Buyrunuz apartheid sistemine! 1994’e kadar Güney Afrika Cumhuriyeti’nde siyah çoğunluk ile beyaz azınlık ayrı seyahat eder, ayrı okullara gider, farklı restoranlarda yemek yerdi. Siyahlar ya şehirlerin kenarında “township” denen mezbeleliklerde, ya da “bantustan” denen, ülke içinde ülke gibi toplama kampı misali bölgelerde yaşardı. “Eşit ama ayrı”! Bütün dünya lanetlemişti bu sistemi. O kadar ki rejimin hamisi olan Amerikan ve Britanya finans kapitali bile açılan boykot kampanyalarına boyun eğerek bu ülkeye yatırım yapmamaya başlamıştı. Düzen çöktü. Biz hep söyledik, İsrail Batı Şeria’yı ve Gazze’yi “bantustan” haline getirdi, Oslo barışı denen şey Güney Afrika apartheid’inin tekrarıdır diye. Utanç duvarı, Filistinlilerin ve Arapların kullanacağı ayrı yollar… Şimdi de apartheid otobüsü!
Buyrunuz ABD’nin eski resmi ırkçılık sistemine! Ta 1960’lı yıllara kadar ABD’nin güneyindeki eski köleci eyaletlerde “zenciler” (“Negroes”) beyazlarla aynı restoranlara, kafelere, okullara gidemezdi. Otobüste de beyazların ayrı yeri vardı, “zenciler”in ayrı yeri. Biri önde otururdu, öteki arkada. Bir “zenci” beyazlara ait koltuk boş olsa bile ayakta seyahat etmek zorundaydı. Sonra 1955’te Rosa Parks adında bir siyahi kadın beyazlara ayrılmış bir koltuğa oturdu… ve Amerika on beş yıl sürecek, devrim benzeri bir ayaklanmaya sürüklendi! Martin Kuther King, Malcolm X, Kara Panterler Partisi, yüzlerce kentte siyah ayaklanmaları! ABD’nin “segregation” (ırk ayrımı) politikası da çöktü.
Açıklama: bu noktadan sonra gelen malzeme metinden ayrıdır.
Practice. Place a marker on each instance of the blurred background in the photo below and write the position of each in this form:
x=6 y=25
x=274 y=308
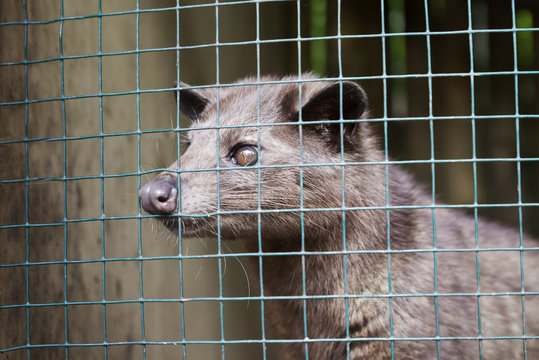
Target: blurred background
x=86 y=107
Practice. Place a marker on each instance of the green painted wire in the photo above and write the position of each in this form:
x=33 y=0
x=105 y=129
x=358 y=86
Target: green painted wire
x=318 y=48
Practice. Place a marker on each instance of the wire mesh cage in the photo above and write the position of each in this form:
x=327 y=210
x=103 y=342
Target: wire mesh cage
x=89 y=117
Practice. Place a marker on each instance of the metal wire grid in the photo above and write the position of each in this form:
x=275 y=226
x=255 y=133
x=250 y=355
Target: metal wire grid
x=385 y=120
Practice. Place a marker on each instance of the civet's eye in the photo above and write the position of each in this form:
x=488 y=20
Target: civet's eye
x=245 y=155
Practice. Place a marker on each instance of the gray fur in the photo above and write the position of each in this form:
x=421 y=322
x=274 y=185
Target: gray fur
x=366 y=229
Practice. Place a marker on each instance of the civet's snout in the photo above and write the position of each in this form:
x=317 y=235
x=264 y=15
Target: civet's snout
x=160 y=196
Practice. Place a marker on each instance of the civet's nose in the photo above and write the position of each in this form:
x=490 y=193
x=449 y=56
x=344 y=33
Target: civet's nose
x=160 y=196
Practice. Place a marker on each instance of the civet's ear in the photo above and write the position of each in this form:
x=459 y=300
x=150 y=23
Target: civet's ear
x=192 y=101
x=326 y=106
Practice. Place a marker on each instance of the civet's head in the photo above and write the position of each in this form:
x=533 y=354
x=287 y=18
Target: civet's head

İsrail’deki ırkçı sistem de çökecektir. Siyonist devletle birlikte. Bir İsrail, bir de bizim solun sandığı gibi ayrı bir Filistin yoktur. Tek bir ırkçı kapitalist sistem vardır, İsrail, Batı Şeria ve Gazze’den oluşan. İşte bunların hepsinde, tarihi Filistin’in toprakları üzerinde, iki halktan işçi ve emekçilerin kardeşçe bir arada yaşayacağı demokratik, laik, sosyalist bir Filistin, yani tek bir devlet, bütün bu pisliğe son verecektir!